Перспектива сидеть в машине во время разговора меня не прельщала, поэтому я вышел навстречу майору.
– Есть ли какие-то новости относительно работы Бережкова в областной детской больнице десять лет назад? – поинтересовался я после приветствия. – Или пока еще не проверяли, Виктор Васильевич?
– Проверял, – не без гордости сообщил он. – Вернее, не я, а мой коллега. И вот что обнаружилось. Хирургом Бережков проработал очень короткое время. После того, как во время его дежурства умерла девочка восьми лет, он уволился, и с тех пор его следы теряются. Во всяком случае, мы их не нашли.

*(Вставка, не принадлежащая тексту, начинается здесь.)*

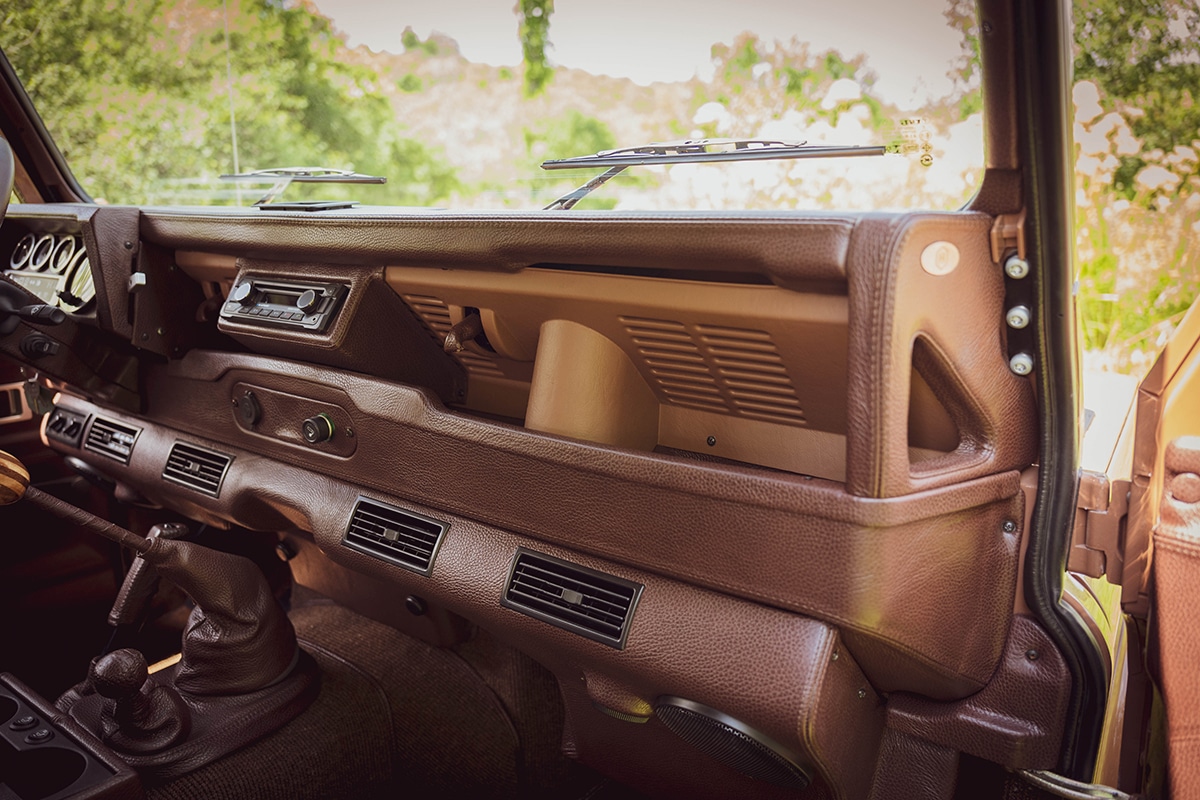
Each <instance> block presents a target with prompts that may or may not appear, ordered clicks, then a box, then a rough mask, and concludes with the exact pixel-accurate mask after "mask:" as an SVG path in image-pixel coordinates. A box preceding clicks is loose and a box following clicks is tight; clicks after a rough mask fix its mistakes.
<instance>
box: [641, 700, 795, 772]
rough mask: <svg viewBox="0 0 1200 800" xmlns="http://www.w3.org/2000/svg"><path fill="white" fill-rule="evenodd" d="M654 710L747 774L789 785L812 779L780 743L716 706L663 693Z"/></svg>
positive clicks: (688, 739)
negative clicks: (787, 751)
mask: <svg viewBox="0 0 1200 800" xmlns="http://www.w3.org/2000/svg"><path fill="white" fill-rule="evenodd" d="M654 714H655V715H658V717H659V720H660V721H661V722H662V724H665V726H666V727H667V728H668V729H671V732H672V733H674V734H676V735H677V736H679V738H680V739H683V740H684V741H686V742H688V744H689V745H691V746H692V747H695V748H696V750H698V751H700V752H702V753H704V754H706V756H709V757H712V758H715V759H716V760H719V762H721V763H722V764H725V765H726V766H730V768H732V769H736V770H737V771H738V772H742V774H743V775H745V776H748V777H752V778H756V780H758V781H764V782H767V783H773V784H775V786H781V787H785V788H788V789H804V788H806V787H808V786H809V783H810V782H811V778H810V777H809V774H808V772H806V771H805V770H804V768H802V766H800V765H799V764H798V763H797V759H796V758H794V757H793V756H791V754H790V753H788V752H787V751H786V750H785V748H784V747H782V746H781V745H778V744H776V742H774V741H772V740H770V739H769V738H768V736H766V735H764V734H761V733H758V732H757V730H755V729H754V728H751V727H749V726H746V724H745V723H743V722H740V721H738V720H734V718H733V717H731V716H727V715H725V714H721V712H720V711H718V710H715V709H710V708H708V706H707V705H701V704H700V703H694V702H691V700H685V699H683V698H682V697H660V698H659V699H656V700H655V702H654Z"/></svg>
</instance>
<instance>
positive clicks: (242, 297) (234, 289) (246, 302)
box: [229, 281, 258, 306]
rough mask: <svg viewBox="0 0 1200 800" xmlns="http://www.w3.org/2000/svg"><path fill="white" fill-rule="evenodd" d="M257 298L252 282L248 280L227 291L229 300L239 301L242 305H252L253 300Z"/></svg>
mask: <svg viewBox="0 0 1200 800" xmlns="http://www.w3.org/2000/svg"><path fill="white" fill-rule="evenodd" d="M257 299H258V293H257V291H254V284H253V283H251V282H250V281H246V282H245V283H239V284H238V285H235V287H234V288H233V289H232V290H230V291H229V300H233V301H234V302H238V303H241V305H242V306H253V305H254V300H257Z"/></svg>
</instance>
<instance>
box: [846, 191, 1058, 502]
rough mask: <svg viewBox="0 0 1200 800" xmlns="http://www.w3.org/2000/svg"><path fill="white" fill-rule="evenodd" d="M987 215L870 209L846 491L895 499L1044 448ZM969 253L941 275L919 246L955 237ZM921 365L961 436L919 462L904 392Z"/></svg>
mask: <svg viewBox="0 0 1200 800" xmlns="http://www.w3.org/2000/svg"><path fill="white" fill-rule="evenodd" d="M990 228H991V218H990V217H989V216H986V215H983V213H913V215H904V216H874V215H866V216H864V218H863V219H862V221H860V222H859V224H858V227H857V228H856V229H854V237H853V240H852V241H851V252H850V264H851V270H850V354H848V359H850V363H848V371H847V372H848V378H850V385H848V389H847V399H846V402H847V421H846V451H847V452H846V491H847V492H850V493H851V494H857V495H862V497H875V498H880V497H883V498H886V497H898V495H902V494H908V493H911V492H918V491H922V489H926V488H932V487H937V486H946V485H948V483H950V482H955V481H964V480H968V479H972V477H979V476H982V475H990V474H995V473H997V471H1001V470H1007V469H1024V468H1025V467H1027V465H1028V464H1030V463H1032V461H1033V457H1034V455H1036V441H1034V432H1036V427H1034V426H1033V425H1032V422H1033V420H1034V419H1036V417H1034V413H1033V410H1034V409H1033V393H1032V389H1031V385H1030V381H1028V379H1025V378H1018V377H1016V375H1014V374H1013V373H1012V371H1009V368H1008V359H1007V355H1006V350H1004V343H1003V335H1002V327H1003V323H1002V319H1003V301H1004V283H1003V276H1002V272H1001V270H1000V266H998V265H997V264H995V263H992V260H991V253H990V249H989V245H988V233H989V230H990ZM947 240H949V243H952V245H954V246H956V248H958V251H959V253H960V260H959V263H958V266H956V267H955V269H953V270H952V271H950V272H948V273H944V275H935V273H930V272H929V271H928V270H925V269H923V265H922V253H923V251H924V249H925V248H926V247H929V246H931V245H934V243H935V242H940V241H947ZM918 339H920V341H922V342H923V345H924V347H923V348H922V349H923V351H925V353H926V354H928V356H926V357H925V359H924V360H918V361H917V363H916V367H917V369H918V371H920V372H922V375H923V377H924V379H925V381H926V383H929V385H930V386H931V387H932V389H934V390H935V392H936V393H937V395H938V396H940V397H941V399H942V402H943V404H944V405H946V408H947V410H948V411H949V413H950V416H952V417H953V419H954V421H955V423H956V425H958V428H959V432H960V435H961V441H960V443H959V446H958V449H956V450H955V451H954V452H953V453H949V455H946V456H942V457H940V458H935V459H931V461H924V462H920V463H917V464H910V456H908V450H907V431H908V416H907V405H906V404H905V403H898V402H896V398H898V397H907V396H908V390H910V375H911V374H912V368H913V366H914V365H913V344H914V342H916V341H918Z"/></svg>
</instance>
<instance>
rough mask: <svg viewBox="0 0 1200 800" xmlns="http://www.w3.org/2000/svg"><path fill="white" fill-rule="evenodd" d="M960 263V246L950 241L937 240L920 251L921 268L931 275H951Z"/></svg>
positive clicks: (920, 268)
mask: <svg viewBox="0 0 1200 800" xmlns="http://www.w3.org/2000/svg"><path fill="white" fill-rule="evenodd" d="M922 163H924V161H923V162H922ZM930 163H932V158H930ZM925 166H926V167H928V166H929V164H925ZM958 265H959V248H958V247H955V246H954V245H953V243H950V242H948V241H935V242H934V243H931V245H929V246H926V247H925V249H923V251H920V269H923V270H925V271H926V272H929V273H930V275H938V276H941V275H949V273H950V272H953V271H954V269H955V267H956V266H958Z"/></svg>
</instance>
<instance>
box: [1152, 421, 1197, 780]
mask: <svg viewBox="0 0 1200 800" xmlns="http://www.w3.org/2000/svg"><path fill="white" fill-rule="evenodd" d="M1193 422H1194V417H1193ZM1164 468H1165V476H1164V479H1165V480H1164V487H1165V489H1164V495H1163V500H1162V506H1160V510H1162V522H1160V523H1159V525H1158V528H1157V529H1156V531H1154V614H1156V616H1154V619H1156V620H1157V622H1158V625H1157V631H1156V633H1154V636H1153V639H1152V646H1153V648H1154V650H1156V651H1157V656H1158V658H1157V661H1158V669H1159V673H1160V674H1159V686H1160V688H1162V691H1163V703H1164V705H1165V706H1166V744H1168V754H1166V772H1168V780H1169V783H1170V789H1171V796H1174V798H1195V796H1200V680H1196V664H1200V627H1198V626H1196V621H1195V614H1196V608H1200V437H1187V438H1181V439H1177V440H1175V441H1172V443H1171V444H1170V445H1168V447H1166V452H1165V457H1164Z"/></svg>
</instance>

– Обалдеть, – пробубнил я, чувствуя, как холодеет все внутри. Не после того ли случая с нашей Женькой Лекарь ушел из медицины? – Выходит, я его только тогда и застал, больше он нигде не «выныривал».
– Именно так. В девяносто восьмом году вместе с Кирой Синайской они заканчивали школу в одном классе. Школьная любовь, выходит, не ржавеет.
– Выходит. Не покорилась она Лекарю, – начал рассуждать я, прохаживаясь между «уазиком» и своей «тойотой». – Сколько он ни уламывал ее, на каких только машинах ни подкатывал.
– Про машины следствию ничего не известно.
– Это уже из наших с ним бесед, – махнул я рукой.
Рассказав ему, как Паук вышел на Киру Синайскую, я также кратко изложил свои соображения о роли подростков во всей этой истории. В частности, Бориса Ощепкова, сына Лидии Самсоновны.
Майор заинтересованно выслушал, потом огорошил:
– Наши хакеры отследили переписку, о которой вы говорите.
– Простите, кто? – мне показалось, что я ослышался. – Хакеры? Они на вас работают?
– Именно так я называю наш отдел информационных технологий. Так вот, сейчас главное – добраться до компьютера Лекаря. Чего пока не удается.
Признаться честно, я сомневался, что это вообще удастся когда-нибудь сделать. Из наших с Лекарем бесед следовало, что он отнюдь не идиот.